Member Since: Jan 2006
Location: Pennsylvania
Posts: 1,810
The nice Mr.***** said that I could write here if I wanted to and I do.

I got so scared this morning because this other man was yelling and I couldn't tell him I was scared because he would be mad at me. I don't like when people are mad at me. They are mad at me all of the time. And I don't know what to do. I try and be good, do well in school.

Nothing I do is good enough and then the man was yelling last night and said mean things to me and I am so scared. I'm afraid my bad father is coming back. I bet he told this other man to pretend to be nice to me and now he is being mean. That's what they do. They are nice and just when you think it's okay, they are mean and make me sad and make me feel like I am no good.

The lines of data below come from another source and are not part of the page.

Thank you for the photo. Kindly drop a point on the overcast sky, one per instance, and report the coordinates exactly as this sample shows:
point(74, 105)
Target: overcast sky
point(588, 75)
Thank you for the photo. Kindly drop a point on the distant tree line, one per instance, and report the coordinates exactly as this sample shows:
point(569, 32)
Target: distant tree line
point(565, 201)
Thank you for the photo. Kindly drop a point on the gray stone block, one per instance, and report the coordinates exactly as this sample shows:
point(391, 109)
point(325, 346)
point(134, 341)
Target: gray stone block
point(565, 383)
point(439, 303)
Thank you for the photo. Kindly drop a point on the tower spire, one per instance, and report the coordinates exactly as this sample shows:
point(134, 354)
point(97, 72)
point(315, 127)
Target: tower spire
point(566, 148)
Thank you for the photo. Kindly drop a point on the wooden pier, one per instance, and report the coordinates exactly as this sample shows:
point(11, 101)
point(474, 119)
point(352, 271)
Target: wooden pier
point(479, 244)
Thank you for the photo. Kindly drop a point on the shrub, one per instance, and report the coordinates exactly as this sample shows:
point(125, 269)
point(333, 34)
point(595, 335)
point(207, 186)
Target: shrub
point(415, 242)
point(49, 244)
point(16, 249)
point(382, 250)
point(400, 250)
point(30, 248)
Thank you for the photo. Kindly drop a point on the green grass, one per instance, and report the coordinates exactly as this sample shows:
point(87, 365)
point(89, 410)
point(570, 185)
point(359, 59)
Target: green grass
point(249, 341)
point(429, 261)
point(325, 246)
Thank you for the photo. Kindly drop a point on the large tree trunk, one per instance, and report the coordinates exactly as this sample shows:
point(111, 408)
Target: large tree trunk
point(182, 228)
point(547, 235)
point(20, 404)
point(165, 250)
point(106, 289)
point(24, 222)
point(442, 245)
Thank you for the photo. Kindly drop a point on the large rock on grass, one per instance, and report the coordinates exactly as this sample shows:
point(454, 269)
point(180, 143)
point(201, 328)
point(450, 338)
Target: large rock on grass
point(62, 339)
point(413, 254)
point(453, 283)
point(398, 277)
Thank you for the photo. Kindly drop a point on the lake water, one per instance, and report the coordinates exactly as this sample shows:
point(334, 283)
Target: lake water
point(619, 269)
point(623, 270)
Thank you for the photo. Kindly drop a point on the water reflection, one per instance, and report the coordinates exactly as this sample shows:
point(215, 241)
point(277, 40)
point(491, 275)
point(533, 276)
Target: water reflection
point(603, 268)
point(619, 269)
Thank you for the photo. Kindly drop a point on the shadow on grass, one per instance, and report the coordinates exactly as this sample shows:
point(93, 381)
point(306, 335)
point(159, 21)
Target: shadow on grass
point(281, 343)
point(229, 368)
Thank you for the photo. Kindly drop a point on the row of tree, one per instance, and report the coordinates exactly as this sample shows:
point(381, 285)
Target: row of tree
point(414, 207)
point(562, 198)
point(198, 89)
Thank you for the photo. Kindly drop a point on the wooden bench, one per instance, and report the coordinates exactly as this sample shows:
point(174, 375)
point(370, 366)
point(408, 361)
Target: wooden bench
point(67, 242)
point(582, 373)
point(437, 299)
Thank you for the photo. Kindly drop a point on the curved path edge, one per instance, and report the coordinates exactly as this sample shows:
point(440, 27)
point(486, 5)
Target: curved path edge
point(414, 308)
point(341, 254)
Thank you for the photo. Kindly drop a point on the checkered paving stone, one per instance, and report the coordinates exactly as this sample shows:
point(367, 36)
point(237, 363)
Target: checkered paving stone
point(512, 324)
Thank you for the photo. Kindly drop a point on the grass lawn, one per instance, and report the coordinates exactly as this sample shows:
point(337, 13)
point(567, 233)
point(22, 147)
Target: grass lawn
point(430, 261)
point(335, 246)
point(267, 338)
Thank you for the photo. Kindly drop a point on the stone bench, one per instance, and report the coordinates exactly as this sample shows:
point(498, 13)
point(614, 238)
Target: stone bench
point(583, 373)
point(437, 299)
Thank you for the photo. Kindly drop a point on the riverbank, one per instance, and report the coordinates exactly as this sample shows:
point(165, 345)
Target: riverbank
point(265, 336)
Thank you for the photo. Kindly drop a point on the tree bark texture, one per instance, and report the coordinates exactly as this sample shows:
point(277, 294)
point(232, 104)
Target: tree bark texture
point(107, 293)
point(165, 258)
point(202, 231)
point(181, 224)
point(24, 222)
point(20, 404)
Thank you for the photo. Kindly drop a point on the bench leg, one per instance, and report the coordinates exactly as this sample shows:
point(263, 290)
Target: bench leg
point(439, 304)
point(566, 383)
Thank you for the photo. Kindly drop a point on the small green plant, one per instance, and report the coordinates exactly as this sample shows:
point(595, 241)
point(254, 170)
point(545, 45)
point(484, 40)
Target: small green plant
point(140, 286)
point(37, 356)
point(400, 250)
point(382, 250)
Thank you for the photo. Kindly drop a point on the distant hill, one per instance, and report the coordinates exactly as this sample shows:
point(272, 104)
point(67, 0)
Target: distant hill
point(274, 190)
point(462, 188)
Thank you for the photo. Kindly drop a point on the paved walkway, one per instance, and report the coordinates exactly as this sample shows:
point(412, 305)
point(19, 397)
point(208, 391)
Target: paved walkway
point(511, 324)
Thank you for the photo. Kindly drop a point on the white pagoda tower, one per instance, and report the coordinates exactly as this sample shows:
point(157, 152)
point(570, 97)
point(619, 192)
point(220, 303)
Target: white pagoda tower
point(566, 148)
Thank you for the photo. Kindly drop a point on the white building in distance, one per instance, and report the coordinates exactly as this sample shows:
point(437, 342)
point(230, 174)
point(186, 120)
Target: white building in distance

It hurts so much inside and I have no one to talk to. Mr. ***** doesn't exist, he is a make believe friend I have to keep me company. He is really nice to me and doesn't want to hurt me. But the others do. It is really confusing.

I think my dad sold me to someone else. I can't keep reality straight. I make up friends and dream lands and things like that to keep me company and safe and now I think, I've done it too much and am going crazy because I can't keep pretend land and real seperated anymore.

I'm just scared and don't know what to do. I am so lonely but people scare me. And I'm scared.